Cet engagement populaire a incité le conseil municipal à examiner une douzaine de réformes potentielles dans un avis de motion. La question du budget de la police y est abordée ainsi que celle de certaines pratiques controversées comme les contrôles d’identité ou le déploiement de caméras d'intervention.

Le conseil municipal propose également de faire pression sur la province pour établir un corps indépendant responsable d’enquêter sur les plaintes du public à l’encontre des policiers et des agents de la paix.

Il souhaite aussi analyser les appels reçus par la police pour voir si certains pourraient être mieux traités grâce à des partenariats avec des travailleurs sociaux ou en santé mentale.

La population divisée

Cette question a occupé plusieurs des personnes ayant participé à l’audience publique, dont Amanda Buchner. Elle a rappelé que les appels à la réduction du budget de la police s’accompagnent d’une demande de mieux financer les programmes de santé mentale et les organismes communautaires.

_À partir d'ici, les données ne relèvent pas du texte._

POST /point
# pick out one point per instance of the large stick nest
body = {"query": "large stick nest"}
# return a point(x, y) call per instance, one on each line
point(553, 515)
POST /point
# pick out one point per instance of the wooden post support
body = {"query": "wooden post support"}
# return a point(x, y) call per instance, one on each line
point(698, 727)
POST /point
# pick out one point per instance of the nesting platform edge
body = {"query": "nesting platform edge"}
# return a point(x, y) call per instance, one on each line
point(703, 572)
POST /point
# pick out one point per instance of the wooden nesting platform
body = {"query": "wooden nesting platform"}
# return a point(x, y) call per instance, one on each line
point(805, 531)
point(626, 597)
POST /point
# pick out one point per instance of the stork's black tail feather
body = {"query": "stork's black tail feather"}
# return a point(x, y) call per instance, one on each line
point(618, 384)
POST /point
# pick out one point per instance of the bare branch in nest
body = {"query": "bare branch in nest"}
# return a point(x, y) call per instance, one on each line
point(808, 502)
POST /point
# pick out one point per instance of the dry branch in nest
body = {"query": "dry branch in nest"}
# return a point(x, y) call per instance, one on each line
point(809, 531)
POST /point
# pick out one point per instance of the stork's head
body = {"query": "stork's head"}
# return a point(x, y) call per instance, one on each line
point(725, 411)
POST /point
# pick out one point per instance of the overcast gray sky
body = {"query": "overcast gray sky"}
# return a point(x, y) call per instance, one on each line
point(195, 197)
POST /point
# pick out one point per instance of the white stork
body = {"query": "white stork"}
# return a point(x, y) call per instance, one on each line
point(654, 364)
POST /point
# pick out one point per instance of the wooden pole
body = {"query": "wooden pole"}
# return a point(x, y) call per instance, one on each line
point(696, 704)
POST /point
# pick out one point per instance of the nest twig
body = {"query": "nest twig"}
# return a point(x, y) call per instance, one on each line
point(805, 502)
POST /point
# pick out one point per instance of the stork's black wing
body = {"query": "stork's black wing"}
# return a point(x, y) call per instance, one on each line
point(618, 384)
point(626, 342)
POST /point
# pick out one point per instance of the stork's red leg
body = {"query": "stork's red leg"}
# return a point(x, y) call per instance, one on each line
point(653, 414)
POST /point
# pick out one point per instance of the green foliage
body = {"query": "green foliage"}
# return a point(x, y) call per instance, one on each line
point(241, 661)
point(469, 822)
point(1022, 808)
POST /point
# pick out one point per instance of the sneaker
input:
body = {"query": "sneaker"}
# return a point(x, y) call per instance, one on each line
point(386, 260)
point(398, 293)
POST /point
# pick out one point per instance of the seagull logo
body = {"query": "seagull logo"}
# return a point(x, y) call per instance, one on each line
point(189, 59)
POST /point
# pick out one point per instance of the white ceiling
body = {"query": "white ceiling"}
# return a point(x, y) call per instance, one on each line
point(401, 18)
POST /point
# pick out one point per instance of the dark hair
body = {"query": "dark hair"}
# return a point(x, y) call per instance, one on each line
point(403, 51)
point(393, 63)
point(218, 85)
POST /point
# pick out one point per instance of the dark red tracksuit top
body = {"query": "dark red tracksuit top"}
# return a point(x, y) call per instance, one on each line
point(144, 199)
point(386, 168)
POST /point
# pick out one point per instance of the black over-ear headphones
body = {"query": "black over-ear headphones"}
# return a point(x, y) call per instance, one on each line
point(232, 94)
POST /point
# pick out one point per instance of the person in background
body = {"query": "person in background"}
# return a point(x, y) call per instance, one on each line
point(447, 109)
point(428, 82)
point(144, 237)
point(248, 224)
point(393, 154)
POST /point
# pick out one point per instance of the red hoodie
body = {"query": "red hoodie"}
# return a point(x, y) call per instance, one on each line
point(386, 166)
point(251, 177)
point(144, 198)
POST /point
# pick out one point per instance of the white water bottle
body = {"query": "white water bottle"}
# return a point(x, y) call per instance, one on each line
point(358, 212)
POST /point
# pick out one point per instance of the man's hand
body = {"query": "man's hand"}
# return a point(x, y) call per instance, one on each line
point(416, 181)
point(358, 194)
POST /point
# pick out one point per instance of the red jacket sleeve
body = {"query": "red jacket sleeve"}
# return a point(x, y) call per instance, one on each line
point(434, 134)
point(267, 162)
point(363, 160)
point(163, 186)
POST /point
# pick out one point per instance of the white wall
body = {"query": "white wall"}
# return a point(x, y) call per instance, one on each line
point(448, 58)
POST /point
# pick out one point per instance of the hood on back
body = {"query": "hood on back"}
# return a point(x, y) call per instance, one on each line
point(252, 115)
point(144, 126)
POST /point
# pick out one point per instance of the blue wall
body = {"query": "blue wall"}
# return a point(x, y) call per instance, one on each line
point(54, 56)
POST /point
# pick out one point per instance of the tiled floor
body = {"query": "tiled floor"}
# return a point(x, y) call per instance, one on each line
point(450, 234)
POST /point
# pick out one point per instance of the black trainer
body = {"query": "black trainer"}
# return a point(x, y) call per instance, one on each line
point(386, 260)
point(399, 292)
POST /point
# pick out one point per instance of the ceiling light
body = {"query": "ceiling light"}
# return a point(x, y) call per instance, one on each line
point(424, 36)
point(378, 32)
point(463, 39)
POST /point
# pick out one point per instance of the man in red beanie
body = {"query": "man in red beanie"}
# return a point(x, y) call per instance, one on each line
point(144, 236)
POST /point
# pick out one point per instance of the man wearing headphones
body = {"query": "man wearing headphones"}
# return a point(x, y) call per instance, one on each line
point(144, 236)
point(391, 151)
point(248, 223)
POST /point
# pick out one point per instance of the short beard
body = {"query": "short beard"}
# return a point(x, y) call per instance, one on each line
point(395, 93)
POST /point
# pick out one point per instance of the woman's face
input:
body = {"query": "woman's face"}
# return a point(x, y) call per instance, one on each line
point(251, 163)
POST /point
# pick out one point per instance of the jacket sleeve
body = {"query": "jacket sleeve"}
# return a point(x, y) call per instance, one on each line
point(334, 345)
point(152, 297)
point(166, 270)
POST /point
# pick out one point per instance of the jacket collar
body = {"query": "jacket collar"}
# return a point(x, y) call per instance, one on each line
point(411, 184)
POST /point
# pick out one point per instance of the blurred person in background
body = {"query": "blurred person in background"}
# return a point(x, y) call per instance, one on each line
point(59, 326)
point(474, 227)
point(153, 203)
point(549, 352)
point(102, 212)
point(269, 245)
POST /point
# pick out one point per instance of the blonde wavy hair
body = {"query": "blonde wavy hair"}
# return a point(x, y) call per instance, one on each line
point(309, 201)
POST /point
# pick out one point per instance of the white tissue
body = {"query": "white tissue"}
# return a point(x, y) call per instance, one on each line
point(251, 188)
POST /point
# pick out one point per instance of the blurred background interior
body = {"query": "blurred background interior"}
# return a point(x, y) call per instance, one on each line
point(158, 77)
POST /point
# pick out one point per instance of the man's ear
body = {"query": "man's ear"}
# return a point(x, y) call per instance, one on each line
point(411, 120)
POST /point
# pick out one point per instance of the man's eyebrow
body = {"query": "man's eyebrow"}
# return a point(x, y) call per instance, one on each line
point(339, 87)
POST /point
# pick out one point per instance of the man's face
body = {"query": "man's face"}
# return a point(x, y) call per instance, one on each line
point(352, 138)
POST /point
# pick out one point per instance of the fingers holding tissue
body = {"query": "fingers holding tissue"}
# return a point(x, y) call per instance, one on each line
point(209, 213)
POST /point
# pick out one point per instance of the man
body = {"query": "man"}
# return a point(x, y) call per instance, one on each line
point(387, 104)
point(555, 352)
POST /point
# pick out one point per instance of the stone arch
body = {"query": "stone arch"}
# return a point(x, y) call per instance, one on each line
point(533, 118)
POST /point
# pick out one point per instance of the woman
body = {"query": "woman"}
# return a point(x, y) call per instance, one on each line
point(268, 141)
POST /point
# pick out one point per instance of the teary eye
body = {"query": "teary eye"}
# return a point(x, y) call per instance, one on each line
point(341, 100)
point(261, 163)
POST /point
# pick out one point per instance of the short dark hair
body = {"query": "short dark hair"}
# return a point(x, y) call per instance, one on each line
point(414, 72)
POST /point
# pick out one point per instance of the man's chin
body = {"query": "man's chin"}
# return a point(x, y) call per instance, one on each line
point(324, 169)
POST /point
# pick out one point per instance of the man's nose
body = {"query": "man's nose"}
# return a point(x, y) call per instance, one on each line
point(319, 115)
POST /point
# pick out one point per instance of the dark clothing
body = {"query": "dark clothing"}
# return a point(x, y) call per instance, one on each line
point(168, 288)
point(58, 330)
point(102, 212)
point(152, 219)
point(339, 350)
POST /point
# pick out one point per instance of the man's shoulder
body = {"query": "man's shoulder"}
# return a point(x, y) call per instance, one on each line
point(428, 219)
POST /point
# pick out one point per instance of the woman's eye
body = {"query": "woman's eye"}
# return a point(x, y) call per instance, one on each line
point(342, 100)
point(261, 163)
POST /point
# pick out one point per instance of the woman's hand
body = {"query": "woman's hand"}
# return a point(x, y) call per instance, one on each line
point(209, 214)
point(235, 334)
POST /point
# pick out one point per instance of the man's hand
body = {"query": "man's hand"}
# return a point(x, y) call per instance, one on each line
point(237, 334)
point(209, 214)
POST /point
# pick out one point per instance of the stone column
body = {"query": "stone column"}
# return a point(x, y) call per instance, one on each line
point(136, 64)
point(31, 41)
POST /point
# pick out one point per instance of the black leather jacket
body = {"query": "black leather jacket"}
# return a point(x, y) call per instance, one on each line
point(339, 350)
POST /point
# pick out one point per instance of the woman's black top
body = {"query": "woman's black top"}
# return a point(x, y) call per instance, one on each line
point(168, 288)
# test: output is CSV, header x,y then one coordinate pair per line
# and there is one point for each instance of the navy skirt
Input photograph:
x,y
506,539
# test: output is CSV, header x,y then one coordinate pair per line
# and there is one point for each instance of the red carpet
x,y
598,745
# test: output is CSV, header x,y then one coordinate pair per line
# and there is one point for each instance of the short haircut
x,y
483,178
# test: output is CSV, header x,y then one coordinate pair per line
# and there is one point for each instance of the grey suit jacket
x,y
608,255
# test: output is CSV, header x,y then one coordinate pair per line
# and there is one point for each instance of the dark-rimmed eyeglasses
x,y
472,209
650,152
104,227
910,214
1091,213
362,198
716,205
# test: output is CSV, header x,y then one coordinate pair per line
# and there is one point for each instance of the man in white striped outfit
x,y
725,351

Certains intervenants ont fait part de situations qu'ils avaient vécues au contact avec la police en évoquant des contrôles d’identité ciblés sur leur origine ethnique et des arrestations qui semblaient arbitraires.

Un membre des forces de police, Bruce Phillips, a toutefois dit au conseil municipal qu'il trouvait dangereux de remplacer des agents par des travailleurs sociaux dans certaines situations.

Pour sa part, le député fédéral conservateur Kerry Diotte a souligné que le moment était mal choisi pour procéder à des réformes, les émotions étant encore fortes après la mort de George Floyd.

Le conseil municipal a prévu trois jours pour entendre tous ceux qui souhaiteraient participer à la discussion.